MA'dan Tolga Güney'in haberine göre, Artvin Hopa ilçesinde çay üreticiliği yapan ve Halkevi yöneticisi olan Kamil Ustabaş'ı ile çayın tarlada kalmasının yaratacağı sonuçları ve hasat için gerekenleri konuştuk.
Hopa’ya genel olarak Gürcistan’dan işçilerin geldiğini aktaran Ustabaş, yasak kararından kaynaklı işçilerin gelemeyecek olmasının üreticiye büyük sıkıntı yaratacağını söyledi. Yasak kararına karşı bölgedeki demokratik kitle örgütlerinin alternatifler üretmeye çalıştığını söyleyen Ustabaş, “Mesela Halkevleri olarak çay hasadı yapamayacak olanların çaylarını toplamak için imece ekipleri kurma aşamasındayız. Fakat bir iki yerde kurulacak bu imece ekipleri ile bütün bir çay hasadını yapmak mümkün değil. Devletin de bu yasak kararını gözden geçirmesi ve kaldırması gerekiyor” dedi.
“Çay tarımının mutlaka yapılması gerekiyor” uyarısında bulunan Ustabuş, “Çay sene boyunca 3 hasat verir, ilk hasadı almazsanız diğer hasatları alma şansın olmaz. Yaprakları kesmezseniz kartlaşıp alttan yeni yaprak çıkmasını engeller. Yani bütün bir sezon boşa çıkar, çay üretimi gerçekleşmemiş olur” diye konuştu. Hasadın yapılmamasının çay sıkıntısına neden olacağına dikkati çeken Ustabaş, ne Çaykur’un ne de özel çay fabrikalarının elinde kuru çay bulunmadığını dile getirdi. Çayın sosyal yaşamın büyük bir parçası olduğunu söyleyen Ustabaş, pazarı bu kadar geniş olan çayın tarlada kalmaması gerektiğini vurguladı.

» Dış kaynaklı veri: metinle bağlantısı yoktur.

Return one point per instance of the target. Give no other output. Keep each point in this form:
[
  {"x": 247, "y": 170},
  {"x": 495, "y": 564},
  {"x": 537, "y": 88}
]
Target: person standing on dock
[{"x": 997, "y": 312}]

En önemli taleplerinin “üreticiler kendi ürünleri ile buluşmalı” olduğunu kaydeden Ustabaş, bunun için de devletin bütün sağlık koşullarını sağlaması gerektiğini dile getirdi. Devletin bunu sağlarken, bölgede çay üretimi ile doğrudan ilgili olan ziraat odaları, çay üretici dernekleri, kooperatifleri, demokratik kitle örgütleri ile ortak komisyonlar kurması gerektiğini ifade eden Ustabaş, “Örneğin, İstanbul, Ankara’da yaşayan çay üreticileri çayını toplasın. Ama bunu kontrollü bir şekilde yapmalı. İlk olarak çıktıkları illerde, sağlık kontrolleri yapılmalı. İkinci olarak bölgeye geldiklerinde tekrar sağlık kontrolleri yapılıp, bu insanlar yaşam alanlarında karantina altına alınmalı” dedi.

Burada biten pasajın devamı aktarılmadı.